Breve historia de la pérdida de registro de los partidos políticos

En los últimos 30 años, 25 organizaciones ciudadanas han perdido su registro como partidos políticos nacionales. Aunque en la legislación electoral1 se establecieron seis causales para que un ente partidista pierda su registro,2 sólo una de ellas ha sido instrumentada para tales fines. Dicha causal consiste en que los partidos políticos deben obtener un cierto porcentaje de los votos en cualquiera de las elecciones federales. De 1991 a 2014, el porcentaje fue del 2 %; mientras que, de 2014 a la fecha, esta cifra se incrementó en un punto porcentual para quedar en el 3 %.

Ilustración: Víctor Solís

El mayor número de pérdidas de registro sucedió en las elecciones de 2003 cuando acontecieron cinco casos. En los comicios de 1991, sucedieron cuatro extinciones. En 1994, 1997, 2000 y 2021 se presentaron tres desapariciones en cada uno de estos procesos electorales. En las votaciones de 2018, tuvieron lugar dos de estos incidentes. Finalmente, en las elecciones de 2009 y en 2015, sólo ocurrió una pérdida de registro. Así, en promedio, en cada elección dos agrupaciones de ciudadanos no logran conservar su registro como partido político.  Ver tabla 1.

Sobrevivir a una elección no es una tarea sencilla y asequible para las instituciones partidistas, ya que tienen que combatir, simultáneamente, en múltiples frentes de batalla para conservar su derecho de participar en las elecciones. Estos frentes se encuentran configurados por cinco elementos: condiciones legales, inclemencia del tiempo, fuego amigo, contexto histórico y enemigos invencibles.

Condiciones legales

La aplicación de la fórmula de la distribución igualitaria del 30 % y del reparto del 70 % conforme al porcentaje votos obtenidos, genera una desigualdad en materia financiera3 y mediática,4 ya que las grandes fuerzas tendrán más dinero y más spots en radio y televisión para conquistar votos. En tanto que las pequeñas instituciones son relegadas, puesto que con un menor presupuesto y con una menor exposición mediática tendrán que luchar en condiciones desfavorables para conseguir simpatías y votos. Dicha fórmula es una forma de control que limita el desempeño de los entes emergentes.

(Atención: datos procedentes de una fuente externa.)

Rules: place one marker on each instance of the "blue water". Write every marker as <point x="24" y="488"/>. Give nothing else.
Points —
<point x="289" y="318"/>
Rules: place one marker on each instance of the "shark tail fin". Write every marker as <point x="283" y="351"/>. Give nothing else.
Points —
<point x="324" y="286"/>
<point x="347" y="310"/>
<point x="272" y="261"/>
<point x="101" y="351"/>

Los nuevos partidos políticos sólo participan en la distribución de los tiempos en los medios de comunicación en el rubro del reparto igualitario del 30 %.5 En materia financiera se les otorgará a el 2 % del monto que por financiamiento total les corresponda a los partidos políticos para el sostenimiento de sus actividades ordinarias permanentes.6 Nuevamente, estas reglas limitan y marginan la capacidad económica y el impacto mediático para obtener buenos resultados, lo que induce una brecha insuperable entre las fuerzas políticas y los nuevos entes partidistas.

Inclemencia temporal

Los nuevos partidos políticos no cuentan con tiempo para la planificación de los comicios. Es más, no tienen ni seis meses para alistarse, ya que sólo cuentan con dos meses para adaptarse a su nueva realidad cuando el proceso electoral ha dado comienzo.7 Disponen de cinco meses para organizar sus precampañas, siete meses para definir su plataforma electoral y nueve más para elegir sus candidaturas, así como para planificar 300 campañas de diputaciones y decenas o centenas de campañas locales.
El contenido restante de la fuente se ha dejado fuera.